肝臓がんでステージ4と診断された院長がいた。余命宣告を受けたはずだが、それはスタッフには知らされなかった。酸素を吸いながらも患者を診て、ある日亡くなった。

 院長も家族も死ぬとは思っていなかったので「突然の死」だったが、痩せていく様子などを見てきた看護師らは冷静に「お盆までだろう」と判断していたし、食べることができなくなったと聞いてからは「あと数日」とこれまた冷静に見ていた。

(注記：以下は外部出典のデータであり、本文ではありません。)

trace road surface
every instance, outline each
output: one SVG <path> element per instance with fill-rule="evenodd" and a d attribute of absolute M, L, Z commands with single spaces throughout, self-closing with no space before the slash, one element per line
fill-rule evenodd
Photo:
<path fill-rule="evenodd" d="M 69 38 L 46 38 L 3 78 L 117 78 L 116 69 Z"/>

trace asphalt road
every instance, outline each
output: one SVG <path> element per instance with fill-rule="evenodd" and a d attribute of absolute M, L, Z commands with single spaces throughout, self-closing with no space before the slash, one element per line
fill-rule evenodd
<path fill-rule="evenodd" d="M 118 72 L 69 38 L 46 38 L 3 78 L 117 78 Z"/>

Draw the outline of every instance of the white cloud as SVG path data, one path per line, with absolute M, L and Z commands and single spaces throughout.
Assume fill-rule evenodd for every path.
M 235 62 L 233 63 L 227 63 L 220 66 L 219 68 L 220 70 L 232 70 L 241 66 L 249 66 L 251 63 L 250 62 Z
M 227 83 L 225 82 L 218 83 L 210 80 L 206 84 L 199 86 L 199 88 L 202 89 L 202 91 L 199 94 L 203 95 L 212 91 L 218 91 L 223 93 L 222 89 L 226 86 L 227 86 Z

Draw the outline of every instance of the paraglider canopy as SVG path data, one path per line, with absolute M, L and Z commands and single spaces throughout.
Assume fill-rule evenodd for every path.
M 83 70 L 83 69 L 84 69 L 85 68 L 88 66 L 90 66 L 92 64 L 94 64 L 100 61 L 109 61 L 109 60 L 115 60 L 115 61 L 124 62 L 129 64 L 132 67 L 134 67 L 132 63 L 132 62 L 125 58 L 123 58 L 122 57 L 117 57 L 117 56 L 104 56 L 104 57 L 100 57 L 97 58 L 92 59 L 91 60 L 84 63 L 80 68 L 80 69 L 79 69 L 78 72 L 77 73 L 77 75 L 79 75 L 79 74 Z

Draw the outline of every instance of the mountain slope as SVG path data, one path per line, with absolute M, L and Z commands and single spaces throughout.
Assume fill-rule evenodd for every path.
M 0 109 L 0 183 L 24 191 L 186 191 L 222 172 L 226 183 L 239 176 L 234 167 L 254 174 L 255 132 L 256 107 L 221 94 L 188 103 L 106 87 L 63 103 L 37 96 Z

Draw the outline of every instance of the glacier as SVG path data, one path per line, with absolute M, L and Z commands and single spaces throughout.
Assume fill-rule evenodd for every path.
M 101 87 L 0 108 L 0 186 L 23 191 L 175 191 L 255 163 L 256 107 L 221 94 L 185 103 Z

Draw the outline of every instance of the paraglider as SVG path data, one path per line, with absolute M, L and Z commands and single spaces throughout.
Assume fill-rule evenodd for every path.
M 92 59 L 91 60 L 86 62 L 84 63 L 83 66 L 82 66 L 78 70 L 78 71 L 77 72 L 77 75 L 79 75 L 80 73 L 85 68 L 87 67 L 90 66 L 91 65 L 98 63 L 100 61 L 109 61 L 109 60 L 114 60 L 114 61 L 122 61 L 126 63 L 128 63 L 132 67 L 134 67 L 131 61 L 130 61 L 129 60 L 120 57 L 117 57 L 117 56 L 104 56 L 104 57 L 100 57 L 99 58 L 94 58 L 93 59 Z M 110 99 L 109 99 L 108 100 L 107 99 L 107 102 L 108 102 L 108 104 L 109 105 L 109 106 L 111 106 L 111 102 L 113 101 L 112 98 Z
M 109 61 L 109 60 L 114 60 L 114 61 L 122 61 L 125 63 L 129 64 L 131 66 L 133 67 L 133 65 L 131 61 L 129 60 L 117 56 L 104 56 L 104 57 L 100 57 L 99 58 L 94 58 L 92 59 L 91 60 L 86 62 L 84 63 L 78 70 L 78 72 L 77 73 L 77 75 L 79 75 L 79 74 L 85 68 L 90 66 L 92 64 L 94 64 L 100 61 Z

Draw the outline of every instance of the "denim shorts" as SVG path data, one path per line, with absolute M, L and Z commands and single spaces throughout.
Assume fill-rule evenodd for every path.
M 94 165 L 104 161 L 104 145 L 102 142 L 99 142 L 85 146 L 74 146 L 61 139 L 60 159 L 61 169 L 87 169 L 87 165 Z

 問題は院長が自分を死ぬと思っていなかったことにある。特殊な病気を診る医院なので、本来なら院長が紹介状を書いて引き継ぎをするべきなのに、何もかもほったらかして逝ったものだから患者は「私はどこの病院に行けばいいのですか」と困り果て、スタッフはその対応でてんてこ舞い。

「余命3カ月と宣告されていたはずで、3カ月もあれば患者さんに紹介状を書いてバトンタッチできたのに、自分の都合で患者さんを抱え続けた結果がこれ。医者として失格」
 看護師らスタッフは厳しく顧みる。

 がんは死ぬ準備期間を与えてくれる。その準備期間を生かして“事業承継”するのは当たり前なのに、生への執着があると判断を間違う。結局自分のことしか考えていなかったことになる。

 後継者を決めていないし、相続でもめそうなので、関西地方にあるこの医院、最悪閉院だろう。